New York City still the center for retail condos
The bulk of retail condos are located in the New York City area, although that’s not the only place where retail condos exist—for instance, in early October, Starwood Capital Group bought a condominium interest in a 300,000-sq.-ft. retail space that belonged to a historic Macy’s store in downtown Seattle (the company plans to convert the space to creative office use). Today’s institutional investors are looking for larger retail condos with more secure tenants in core locations.
“As new development continues to grow, [retail condos are] certainly more prevalent in the denser urban markets, and New York is certainly the leader in the asset class because of the density and size of the marketplace,” Parker notes.
Rob Frischman, executive vice president with EVO Real Estate Group, a commercial real estate agency, says there’s a supply-demand imbalance in many urban markets, particularly in Manhattan. He points to luxury high-rise districts such as the Plaza District, Times Square, Madison Avenue, Fifth Avenue and 57th Street, where retail condo prices are up and cap rates are down. “We are seeing an appetite from international investors seeking to protect principal in what many believe to be very safe addresses,” he says.
Recently, a handful of firms based in Manhattan have attempted to corner the market on expensive retail condos in certain key neighborhoods to give them more control over the pricing of retail rents in those areas, according to Greenberg. “[This is an] interesting trend that, for those select few owners who have the resources to pursue such a plan, offers another reason to expect above-market returns over time on their retail condo investments,” he says.
To that point, retail rents in Manhattan have escalated dramatically over the past few years, by far surpassing both residential rent escalations and office rent appreciation, notes Jeffrey Nissani, a broker specializing in retail condos and co-ops in New York City. “Compound that with the fact that Manhattan is an island with virtually no buildable land, a retail condo will not be devalued by a new neighboring development.”

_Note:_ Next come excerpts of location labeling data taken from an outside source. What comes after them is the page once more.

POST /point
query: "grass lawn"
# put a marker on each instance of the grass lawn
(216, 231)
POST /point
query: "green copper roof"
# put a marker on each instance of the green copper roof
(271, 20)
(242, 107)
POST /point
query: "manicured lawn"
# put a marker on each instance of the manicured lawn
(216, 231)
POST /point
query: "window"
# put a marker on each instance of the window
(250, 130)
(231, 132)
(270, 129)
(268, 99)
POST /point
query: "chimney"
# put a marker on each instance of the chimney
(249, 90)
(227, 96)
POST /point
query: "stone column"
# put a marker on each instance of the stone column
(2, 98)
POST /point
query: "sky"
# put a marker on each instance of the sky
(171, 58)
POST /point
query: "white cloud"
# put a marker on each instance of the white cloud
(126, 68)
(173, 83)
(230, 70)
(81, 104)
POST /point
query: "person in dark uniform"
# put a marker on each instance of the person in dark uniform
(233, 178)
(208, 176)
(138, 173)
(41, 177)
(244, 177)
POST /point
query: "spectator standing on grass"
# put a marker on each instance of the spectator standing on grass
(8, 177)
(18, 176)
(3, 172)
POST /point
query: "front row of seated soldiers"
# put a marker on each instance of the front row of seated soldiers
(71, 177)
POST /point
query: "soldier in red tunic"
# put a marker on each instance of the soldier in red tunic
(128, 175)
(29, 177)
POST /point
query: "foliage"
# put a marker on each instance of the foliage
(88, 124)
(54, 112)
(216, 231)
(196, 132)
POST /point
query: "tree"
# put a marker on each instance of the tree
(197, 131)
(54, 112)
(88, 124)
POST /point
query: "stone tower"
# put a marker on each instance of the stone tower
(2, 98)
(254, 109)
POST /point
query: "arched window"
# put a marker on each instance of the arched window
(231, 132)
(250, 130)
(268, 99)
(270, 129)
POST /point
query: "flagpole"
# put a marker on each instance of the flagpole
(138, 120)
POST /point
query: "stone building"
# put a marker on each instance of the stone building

Nissani says the pricing shift over the past 12 months in New York City and surrounding boroughs has been “dramatic.” He estimates that an investor who purchased a retail condo 12 months ago could sell it today for anywhere between 20 to 40 percent more money. However, he speculates that pricing has most likely reached the top, and he’s currently awaiting a correction in the market.
Indeed, investing in retail condos isn’t without risk. Like any other retail asset, the biggest concern for owners is keeping the space occupied, experts say.
Beyond that, retail condos have the added entanglements associated with condo or co-op boards, Parker notes. “From a property management perspective, you don’t control the asset 100 percent,” he notes. And that’s a risk that many investors aren’t interested in taking on.